Project planning involves more than the scope, time, and cost elements we reviewed in the last chapter. The project planning process also sets the stage for project communications, project quality, project risk management, procurement management activities, and the project team. The PMBOK refers to these activities as the facilitating processes of project planning.

This subject area, more than any other we discuss in this book, may best illustrate PMI's philosophy that effective project management is proactive, that the project manager should be in control of the project (and not the other way around), and that all project management activities should be planned.

Although most project managers have considerable experience with the core planning steps, there is a much wider range of experience with the facilitating planning processes. Depending on your industry, the mission-critical level of your projects, and the project management methodology of your organization, your exposure to disciplined risk management, quality management, and procurement management procedures may be quite limited.
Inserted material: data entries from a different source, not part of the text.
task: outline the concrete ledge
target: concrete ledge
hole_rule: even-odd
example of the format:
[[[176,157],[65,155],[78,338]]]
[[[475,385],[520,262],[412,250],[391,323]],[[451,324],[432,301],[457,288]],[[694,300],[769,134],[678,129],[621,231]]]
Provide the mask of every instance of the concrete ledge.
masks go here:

In addition, even when people are experienced in these areas, they often find that the techniques and terms they have utilized are not always consistent with PMI's methodology or philosophy.
On top of all this, the PMBOK coverage of the core and facilitating planning processes tends to make the project planning process seem less intuitive and much more complicated than it really is.
To streamline your exam preparations, we will clarify these process relationships, emphasize the "gotta-know" concepts and terms that are important to PMI, and identify the "common" gaps you may need to close to be ready for the exam questions related to the facilitating project planning processes.